The meat is a function that checks if there is any input available:

#include <unistd.h>
#include <stdio.h>

// cc.byexamples.com calls this int kbhit(), to mirror the Windows console
//  function of the same name.  Otherwise, the code is the same.
bool inputAvailable()  
{
  struct timeval tv;
  fd_set fds;
  tv.tv_sec = 0;
  tv.tv_usec = 0;
  FD_ZERO(&fds);
  FD_SET(STDIN_FILENO, &fds);
  select(STDIN_FILENO+1, &fds, NULL, NULL, &tv);
  return (FD_ISSET(0, &fds));
}

This has to be called before any stdin input function. When I used std::cin before using this function, it never returned true again. For example, main() has a loop that looks like this:

int main(int argc, char* argv[])
{ 
   std::string initialCommand;
   if (argc > 1) {
      // Code to get the initial command from a file
   } else {
     while (!inputAvailable()) {
       std::cout << "Waiting for input (Ctrl-C to cancel)..." << std::endl;
       sleep(1);
     }
     std::getline(std::cin, initialCommand);
   }

   // Start a thread class instance 'jobThread' to run the command
   // Start a thread class instance 'inputThread' to look for further commands
   return 0;
}

In the input thread, new commands were added to a queue, which was periodically processed by the jobThread. The inputThread looked a little like this:

THREAD_RETURN inputThread()
{
  while( !cancelled() ) {
    if (inputAvailable()) {
      std::string nextCommand;
      getline(std::cin, nextCommand);
      commandQueue.lock();
      commandQueue.add(nextCommand);
      commandQueue.unlock();
    } else {
        sleep(1);
    }
  }
  return 0;
}

This function probably could have been in main(), but I'm working with an existing codebase, not against it.

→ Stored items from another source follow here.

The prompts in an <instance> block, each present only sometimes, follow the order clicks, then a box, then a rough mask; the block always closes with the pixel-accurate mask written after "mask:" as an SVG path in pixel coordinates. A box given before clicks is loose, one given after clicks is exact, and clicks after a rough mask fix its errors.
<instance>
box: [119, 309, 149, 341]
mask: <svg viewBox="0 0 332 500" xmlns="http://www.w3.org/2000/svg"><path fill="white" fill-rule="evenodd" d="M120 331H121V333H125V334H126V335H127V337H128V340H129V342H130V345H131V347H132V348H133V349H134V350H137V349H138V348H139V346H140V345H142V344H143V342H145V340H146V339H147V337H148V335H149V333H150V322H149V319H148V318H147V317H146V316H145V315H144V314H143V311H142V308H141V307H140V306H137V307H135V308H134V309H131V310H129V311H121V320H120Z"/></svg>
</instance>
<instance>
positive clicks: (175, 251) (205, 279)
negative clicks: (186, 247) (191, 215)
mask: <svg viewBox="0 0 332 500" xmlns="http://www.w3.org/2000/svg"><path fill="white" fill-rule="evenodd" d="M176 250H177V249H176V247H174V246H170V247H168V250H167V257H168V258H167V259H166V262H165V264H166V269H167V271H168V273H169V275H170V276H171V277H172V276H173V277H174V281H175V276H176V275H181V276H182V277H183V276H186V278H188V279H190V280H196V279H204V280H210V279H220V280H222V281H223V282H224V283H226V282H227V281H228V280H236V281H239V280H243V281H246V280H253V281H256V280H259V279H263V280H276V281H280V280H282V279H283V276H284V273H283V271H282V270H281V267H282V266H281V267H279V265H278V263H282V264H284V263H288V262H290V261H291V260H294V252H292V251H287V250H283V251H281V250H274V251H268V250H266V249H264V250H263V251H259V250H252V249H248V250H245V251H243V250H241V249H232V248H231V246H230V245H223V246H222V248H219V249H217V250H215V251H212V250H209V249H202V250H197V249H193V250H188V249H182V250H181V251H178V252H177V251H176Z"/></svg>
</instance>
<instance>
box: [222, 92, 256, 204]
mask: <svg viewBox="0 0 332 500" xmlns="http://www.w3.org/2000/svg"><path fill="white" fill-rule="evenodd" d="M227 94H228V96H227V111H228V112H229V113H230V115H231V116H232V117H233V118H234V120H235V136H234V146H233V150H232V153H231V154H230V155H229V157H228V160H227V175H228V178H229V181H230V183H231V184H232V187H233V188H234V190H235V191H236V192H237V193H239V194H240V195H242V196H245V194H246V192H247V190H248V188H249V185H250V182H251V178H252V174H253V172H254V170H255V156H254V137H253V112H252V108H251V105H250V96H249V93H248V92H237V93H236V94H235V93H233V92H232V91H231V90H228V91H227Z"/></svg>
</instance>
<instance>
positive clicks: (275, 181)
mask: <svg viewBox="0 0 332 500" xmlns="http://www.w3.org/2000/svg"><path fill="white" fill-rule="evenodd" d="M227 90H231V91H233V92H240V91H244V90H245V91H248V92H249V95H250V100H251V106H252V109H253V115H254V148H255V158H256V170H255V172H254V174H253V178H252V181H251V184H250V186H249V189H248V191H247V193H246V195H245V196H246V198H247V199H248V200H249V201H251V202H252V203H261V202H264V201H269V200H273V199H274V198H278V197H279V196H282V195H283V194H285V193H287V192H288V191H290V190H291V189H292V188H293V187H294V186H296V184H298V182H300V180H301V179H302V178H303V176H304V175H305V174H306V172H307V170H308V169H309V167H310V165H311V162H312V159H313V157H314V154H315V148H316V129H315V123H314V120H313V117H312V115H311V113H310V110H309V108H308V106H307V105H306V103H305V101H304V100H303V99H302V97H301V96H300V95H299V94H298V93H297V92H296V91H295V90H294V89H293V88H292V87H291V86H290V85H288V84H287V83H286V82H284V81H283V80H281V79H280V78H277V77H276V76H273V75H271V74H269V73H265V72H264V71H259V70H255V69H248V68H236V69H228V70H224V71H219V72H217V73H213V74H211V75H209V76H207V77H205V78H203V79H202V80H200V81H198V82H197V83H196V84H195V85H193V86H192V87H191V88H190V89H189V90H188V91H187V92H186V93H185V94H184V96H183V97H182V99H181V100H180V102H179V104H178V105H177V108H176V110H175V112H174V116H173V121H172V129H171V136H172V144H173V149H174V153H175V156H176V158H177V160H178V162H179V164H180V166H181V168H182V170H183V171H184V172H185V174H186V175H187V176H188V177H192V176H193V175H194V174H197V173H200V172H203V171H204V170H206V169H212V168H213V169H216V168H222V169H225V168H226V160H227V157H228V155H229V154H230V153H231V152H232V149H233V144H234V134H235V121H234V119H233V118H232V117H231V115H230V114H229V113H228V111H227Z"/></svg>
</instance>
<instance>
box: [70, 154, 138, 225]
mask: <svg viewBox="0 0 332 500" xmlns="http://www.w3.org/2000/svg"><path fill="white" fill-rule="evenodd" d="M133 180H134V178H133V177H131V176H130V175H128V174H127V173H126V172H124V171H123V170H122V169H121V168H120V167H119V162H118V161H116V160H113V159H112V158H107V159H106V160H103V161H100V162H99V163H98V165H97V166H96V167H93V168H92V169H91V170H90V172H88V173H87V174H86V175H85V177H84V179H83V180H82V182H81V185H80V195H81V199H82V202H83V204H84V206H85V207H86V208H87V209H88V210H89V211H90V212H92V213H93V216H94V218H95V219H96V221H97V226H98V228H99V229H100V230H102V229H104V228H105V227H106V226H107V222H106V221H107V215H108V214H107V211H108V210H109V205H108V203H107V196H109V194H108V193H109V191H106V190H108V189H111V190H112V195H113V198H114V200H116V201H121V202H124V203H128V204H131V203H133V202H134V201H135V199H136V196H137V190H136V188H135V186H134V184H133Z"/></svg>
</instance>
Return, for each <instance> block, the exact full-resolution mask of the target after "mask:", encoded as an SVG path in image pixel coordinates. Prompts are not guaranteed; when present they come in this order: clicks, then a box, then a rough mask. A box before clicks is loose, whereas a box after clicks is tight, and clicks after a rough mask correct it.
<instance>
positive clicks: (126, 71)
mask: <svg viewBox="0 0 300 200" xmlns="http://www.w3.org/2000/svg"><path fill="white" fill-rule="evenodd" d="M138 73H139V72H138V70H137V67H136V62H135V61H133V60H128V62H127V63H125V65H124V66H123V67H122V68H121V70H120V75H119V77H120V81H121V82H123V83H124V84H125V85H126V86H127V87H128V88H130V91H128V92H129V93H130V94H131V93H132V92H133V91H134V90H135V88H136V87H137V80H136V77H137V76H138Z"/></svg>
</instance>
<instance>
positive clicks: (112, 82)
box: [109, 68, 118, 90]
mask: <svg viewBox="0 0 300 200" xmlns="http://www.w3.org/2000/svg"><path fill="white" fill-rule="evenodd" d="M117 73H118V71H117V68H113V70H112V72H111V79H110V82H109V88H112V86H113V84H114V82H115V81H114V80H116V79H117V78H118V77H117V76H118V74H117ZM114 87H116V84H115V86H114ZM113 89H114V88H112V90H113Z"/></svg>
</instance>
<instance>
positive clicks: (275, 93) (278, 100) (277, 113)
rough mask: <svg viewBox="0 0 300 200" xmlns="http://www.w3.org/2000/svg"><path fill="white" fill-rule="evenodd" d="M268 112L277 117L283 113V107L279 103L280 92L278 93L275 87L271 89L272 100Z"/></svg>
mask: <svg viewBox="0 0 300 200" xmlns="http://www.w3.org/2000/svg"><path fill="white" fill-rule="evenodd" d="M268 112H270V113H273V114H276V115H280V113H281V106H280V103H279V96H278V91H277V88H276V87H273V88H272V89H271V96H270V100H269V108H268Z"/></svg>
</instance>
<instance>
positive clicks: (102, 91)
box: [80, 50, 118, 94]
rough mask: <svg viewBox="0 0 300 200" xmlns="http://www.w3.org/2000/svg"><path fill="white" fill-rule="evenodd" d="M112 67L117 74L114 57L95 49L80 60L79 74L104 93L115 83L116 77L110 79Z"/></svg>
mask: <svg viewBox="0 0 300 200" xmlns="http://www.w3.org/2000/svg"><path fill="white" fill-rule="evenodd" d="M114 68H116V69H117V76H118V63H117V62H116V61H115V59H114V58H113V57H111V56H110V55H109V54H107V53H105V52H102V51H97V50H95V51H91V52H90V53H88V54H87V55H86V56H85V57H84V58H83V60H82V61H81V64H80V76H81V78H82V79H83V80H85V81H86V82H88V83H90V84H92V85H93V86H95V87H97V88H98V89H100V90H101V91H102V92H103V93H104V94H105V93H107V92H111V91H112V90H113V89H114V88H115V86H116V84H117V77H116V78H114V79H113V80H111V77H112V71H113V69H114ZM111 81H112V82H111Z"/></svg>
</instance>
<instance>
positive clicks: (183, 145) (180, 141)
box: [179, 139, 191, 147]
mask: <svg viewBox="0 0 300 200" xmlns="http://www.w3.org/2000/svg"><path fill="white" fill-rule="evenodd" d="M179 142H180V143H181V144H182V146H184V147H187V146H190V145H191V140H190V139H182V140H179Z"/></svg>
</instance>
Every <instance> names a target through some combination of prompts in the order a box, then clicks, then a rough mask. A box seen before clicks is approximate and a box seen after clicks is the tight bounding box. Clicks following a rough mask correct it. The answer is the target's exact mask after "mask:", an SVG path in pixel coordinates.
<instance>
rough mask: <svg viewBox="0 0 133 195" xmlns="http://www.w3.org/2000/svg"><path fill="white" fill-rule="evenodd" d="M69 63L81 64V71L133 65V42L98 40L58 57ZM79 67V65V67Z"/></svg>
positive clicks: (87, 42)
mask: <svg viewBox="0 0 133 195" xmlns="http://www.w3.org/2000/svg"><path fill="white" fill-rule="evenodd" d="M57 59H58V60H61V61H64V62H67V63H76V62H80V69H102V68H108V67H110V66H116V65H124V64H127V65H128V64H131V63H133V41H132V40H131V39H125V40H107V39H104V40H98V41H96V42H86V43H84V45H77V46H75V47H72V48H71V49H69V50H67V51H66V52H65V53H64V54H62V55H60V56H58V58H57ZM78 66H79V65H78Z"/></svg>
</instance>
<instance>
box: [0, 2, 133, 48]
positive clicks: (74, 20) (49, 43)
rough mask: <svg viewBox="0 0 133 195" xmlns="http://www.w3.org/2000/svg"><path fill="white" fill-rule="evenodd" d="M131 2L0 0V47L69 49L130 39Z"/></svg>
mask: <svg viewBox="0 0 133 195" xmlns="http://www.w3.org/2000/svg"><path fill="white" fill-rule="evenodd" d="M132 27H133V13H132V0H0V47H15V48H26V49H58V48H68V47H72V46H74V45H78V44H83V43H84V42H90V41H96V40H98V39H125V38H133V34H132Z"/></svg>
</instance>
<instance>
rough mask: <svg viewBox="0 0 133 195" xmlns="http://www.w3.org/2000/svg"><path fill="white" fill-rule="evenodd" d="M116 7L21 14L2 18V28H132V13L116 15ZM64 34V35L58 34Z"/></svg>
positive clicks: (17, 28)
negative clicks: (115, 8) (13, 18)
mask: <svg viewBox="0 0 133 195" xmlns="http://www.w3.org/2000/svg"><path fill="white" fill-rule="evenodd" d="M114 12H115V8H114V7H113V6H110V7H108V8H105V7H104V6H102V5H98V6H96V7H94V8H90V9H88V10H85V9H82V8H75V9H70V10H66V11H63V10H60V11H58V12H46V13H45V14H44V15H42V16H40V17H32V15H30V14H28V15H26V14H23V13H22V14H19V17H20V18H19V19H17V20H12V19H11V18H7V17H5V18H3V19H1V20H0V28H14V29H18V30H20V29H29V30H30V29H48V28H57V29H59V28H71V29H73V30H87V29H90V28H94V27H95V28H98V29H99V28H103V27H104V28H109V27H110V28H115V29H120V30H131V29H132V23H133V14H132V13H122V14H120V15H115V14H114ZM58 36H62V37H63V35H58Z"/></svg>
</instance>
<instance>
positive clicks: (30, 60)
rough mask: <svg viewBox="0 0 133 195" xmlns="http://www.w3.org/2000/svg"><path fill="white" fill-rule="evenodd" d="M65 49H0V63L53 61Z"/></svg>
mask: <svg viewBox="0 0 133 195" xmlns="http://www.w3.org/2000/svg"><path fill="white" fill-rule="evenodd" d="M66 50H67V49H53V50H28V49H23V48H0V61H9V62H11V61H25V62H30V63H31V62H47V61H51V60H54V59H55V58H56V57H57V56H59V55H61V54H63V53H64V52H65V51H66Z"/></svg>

For my system, there was no input available until a newline was sent, which was just what I wanted. If you want to read every character when typed, you need to turn off "canonical mode" on stdin. cc.byexamples.com has some suggestions which I haven't tried, but the rest worked, so it should work.

jwhitlock
It looks like you reversed your links. cc.byexamples... links to Pete Kirkham's profile and vice-versa.
Nick Meyer
Thanks - fixed the links
jwhitlock
A: 

Another alternative to using ncurses or threads is to use GNU Readline, specifically the part of it that allows you to register callback functions. The pattern is then:

  1. Use select() on STDIN (among any other descriptors)
  2. When select() tells you that STDIN is ready to read from, call readline's rl_callback_read_char()
  3. If the user has entered a complete line, rl_callback_read_char will call your callback. Otherwise it will return immediately and your other code can continue.